Title: Deer Hunter: Live!
Post by: SurfD on November 25, 2004, 08:51:18 PM
Just ran across this on my netscape homepage:

Website allows armchair hunters to aim gun at real wildlife with mouse (http://www.cnn.com/2004/US/11/16/life.hunting.reut/index.html)

And rednecks world wide do backflips!  One more reason to never go farther then that remote controll and a cold beer.


Title: Deer Hunter: Live!
Post by: Resvrgam on November 25, 2004, 09:25:07 PM
That's just wrong on so many levels.  

It figures some wacko american concocts a scheme for lazy people too fat or "physically challenged" to actually go out into the wilderness and stalk their prey.  I'm not some whiney, trust-fund granola-vegan who cries about cattle being slaughtered but; if you're gonna go hunt...get off your ass and kill the damn animal yourself!

What's next?
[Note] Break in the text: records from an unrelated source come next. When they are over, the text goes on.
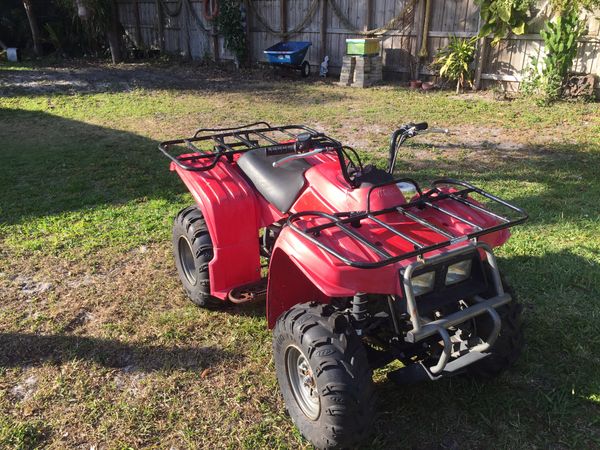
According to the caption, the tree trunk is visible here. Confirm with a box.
[106,0,123,64]
[23,0,42,56]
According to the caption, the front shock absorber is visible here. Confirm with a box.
[351,292,369,330]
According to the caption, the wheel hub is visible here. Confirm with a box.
[286,346,321,420]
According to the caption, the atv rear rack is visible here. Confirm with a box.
[287,178,528,269]
[158,122,342,172]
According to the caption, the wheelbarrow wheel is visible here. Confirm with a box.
[300,61,310,78]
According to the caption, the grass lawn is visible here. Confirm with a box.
[0,61,600,449]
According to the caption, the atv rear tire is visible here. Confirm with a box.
[173,206,222,308]
[273,303,374,449]
[468,277,524,378]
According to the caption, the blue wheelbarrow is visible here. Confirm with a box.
[264,41,312,78]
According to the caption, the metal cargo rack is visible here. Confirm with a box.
[287,178,528,269]
[158,122,342,172]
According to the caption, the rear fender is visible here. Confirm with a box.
[171,163,260,299]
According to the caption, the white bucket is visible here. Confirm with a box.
[6,47,19,62]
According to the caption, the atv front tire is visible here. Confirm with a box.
[273,303,374,449]
[173,206,222,308]
[468,277,524,379]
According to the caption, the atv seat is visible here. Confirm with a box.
[237,148,310,213]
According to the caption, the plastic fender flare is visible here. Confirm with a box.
[171,163,260,299]
[267,247,331,329]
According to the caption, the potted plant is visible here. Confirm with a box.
[431,36,476,94]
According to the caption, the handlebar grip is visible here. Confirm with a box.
[266,146,296,156]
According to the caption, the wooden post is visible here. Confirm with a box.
[23,0,42,56]
[279,0,288,41]
[408,2,425,80]
[242,2,252,67]
[106,0,123,64]
[364,0,375,31]
[156,0,165,52]
[212,20,221,62]
[133,0,144,48]
[319,0,327,61]
[179,1,192,61]
[473,38,488,91]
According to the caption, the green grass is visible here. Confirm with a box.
[0,67,600,448]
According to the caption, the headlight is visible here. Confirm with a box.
[446,259,472,286]
[411,272,435,297]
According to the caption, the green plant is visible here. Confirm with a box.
[215,0,247,63]
[432,36,476,94]
[475,0,535,45]
[521,6,585,105]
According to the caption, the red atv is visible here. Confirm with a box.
[159,122,527,448]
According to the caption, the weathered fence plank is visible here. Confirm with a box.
[118,0,600,88]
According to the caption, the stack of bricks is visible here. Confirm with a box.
[340,55,383,88]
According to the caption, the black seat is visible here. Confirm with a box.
[237,148,310,213]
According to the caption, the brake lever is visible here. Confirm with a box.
[273,147,327,167]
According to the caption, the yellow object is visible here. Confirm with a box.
[346,38,379,55]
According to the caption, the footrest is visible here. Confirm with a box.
[228,278,267,303]
[441,351,490,376]
[387,352,490,384]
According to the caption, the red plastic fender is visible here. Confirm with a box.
[267,227,399,328]
[171,162,260,299]
[267,248,331,329]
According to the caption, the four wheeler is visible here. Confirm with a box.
[159,122,527,448]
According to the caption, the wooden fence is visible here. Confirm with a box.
[118,0,600,88]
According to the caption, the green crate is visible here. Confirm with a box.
[346,38,379,55]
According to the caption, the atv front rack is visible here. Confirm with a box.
[287,178,528,269]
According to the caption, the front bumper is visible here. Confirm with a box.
[402,242,511,376]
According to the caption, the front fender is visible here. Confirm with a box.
[267,227,399,328]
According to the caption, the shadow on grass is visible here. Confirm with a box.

Internet shitting? "for people too fat or lazy to get off their couches and drop a deuce in a real toilet but can aim their chalupas via a TV remote, vacuum hose and a webcam. :P


Title: Deer Hunter: Live!
Post by: Joe on November 25, 2004, 09:28:45 PM
You obviously aren't familiar with the poopsock.


Title: Deer Hunter: Live!
Post by: Nebu on November 25, 2004, 11:31:11 PM
Quote from: Joe
You obviously aren't familiar with the poopsock.


I'm speechless.


Title: Deer Hunter: Live!
Post by: Resvrgam on November 25, 2004, 11:39:06 PM
Quote from: Joe
You obviously aren't familiar with the poopsock.


LOL! There was a defective kid in my highschool (first experience with life in the states) who had "emotional problems" and filled a large wool sock (those grey ones with the orange stripes on the bands) with some serious dookie and proceeded to flog people in the nearby locker halls after running from the lavatory with it in hand.

I was fortunate enough to have been on the opposite end of the building when it happened but the stink lasted for days afterward and the legend of this shit-slinging psycho is still talked about by both the students and faculty ("Dude, remember that kid who wigged out and beat so-and-so over the head with the turd-sock?").  

I guess he's now a LevelQuest junkie...I always wondered what happened to him.


Title: Deer Hunter: Live!
Post by: sinij on November 26, 2004, 08:41:26 AM
Wait until some redneck shoots a human using this system and then claims he thought it was not real.


Title: Deer Hunter: Live!
Post by: Xilren's Twin on November 26, 2004, 01:06:42 PM
I just loved this quote from the inventor of this concept.  It's pure bubba comedy gold.

Quote
We were looking at a beautiful white-tail buck and my friend said 'If you just had a gun for that.' A little light bulb went off in my head," he said.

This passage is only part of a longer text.